Norman Adams's more ambitious works seem to many to be too heavily and self-consciously designed. A troubling sense of the academic haunts them. This is pointed up by the academic jobs that he took - the prestigious professorship of painting at Newcastle University from 1981 until 1986 and, after being elected a Royal Academician in 1972, the post of Keeper of the Royal Academy from 1986 until his retirement.

He therefore moved back to London, with returns to Yorkshire until ill-health made them impossible. It is in Butts that I most vividly remember him. The (relatively) large studio that he built would be booming across the fields the music of Wagner or Bruckner. It was the stimulus to his creative ambition - but also a territorial claim, like the song of a blackbird or thrush. When I last met him there he was very frail and almost transparent; the studio itself was like a nest. Within the outer shell, or tree - if you like - of the outstretching music, he had constructed an inner sanctum from a tight circle of large oil-paintings on their easels.
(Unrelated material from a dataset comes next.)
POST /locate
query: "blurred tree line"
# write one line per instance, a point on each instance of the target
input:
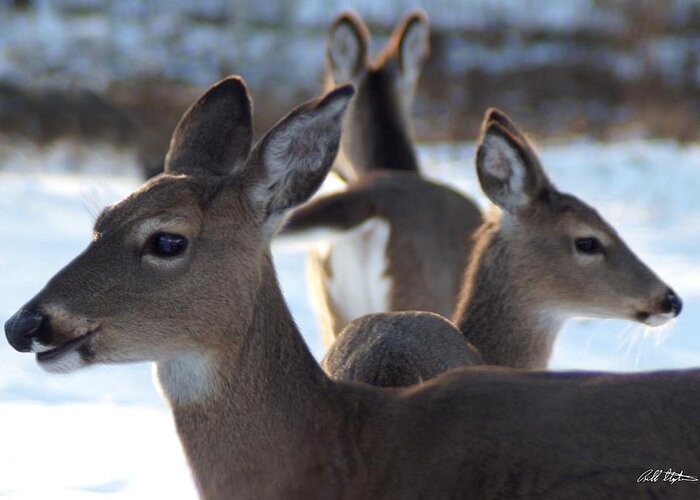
(123, 71)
Somewhat like Turner, one of the artists whom he most admired, Norman Adams lived an astutely conducted public and social life, balanced by an especially private one in his studio. This double life was, perhaps, emblemised in the axis of his work, on the one hand the big canvases and public commissions, on the other hand the small watercolours that place him among the finest English artists of his time. It was in his final years that he brought these two parts together, in a series of huge watercolours.